For this next question, we want to know whether a passenger’s class would effect their survival rate. We believe a good start would to analyze the proportion of passengers in each class and their survival rate.
p <- ggplot(train) + aes(Pclass_1,Survived)
p + geom_jitter()
p2 <- ggplot(train) + aes(Pclass_2,Survived)
p2 + geom_jitter()
p3 <- ggplot(train) + aes(Pclass_3,Survived)
p3 + geom_jitter()
After plotting the three charts, we can see that there is some different in survival rate between the three classes. With further analysis, we may be able to raise our confidence in passenger class being an accurate predictor of survival.
Our final question tasks us with determining whether a larger family size can increase the survival rate for each passenger.

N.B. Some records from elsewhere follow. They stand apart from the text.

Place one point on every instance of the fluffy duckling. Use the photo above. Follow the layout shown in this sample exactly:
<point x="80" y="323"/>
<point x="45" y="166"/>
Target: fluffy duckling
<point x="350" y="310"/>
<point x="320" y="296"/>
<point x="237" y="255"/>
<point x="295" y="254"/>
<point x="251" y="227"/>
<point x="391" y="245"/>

The best way to start answering this question is to compare survival rate with family size.
p4 <- ggplot(train) + aes(Family_size,Survived)
p4 + geom_jitter()
This chart is very interesting. The chart shows that passenger’s with the largest amount of family members seemed to not survive the voyage. However, more analysis needs to be made to answer our question. Maybe comparing family size to passenger class could paint a better picture for out analysis.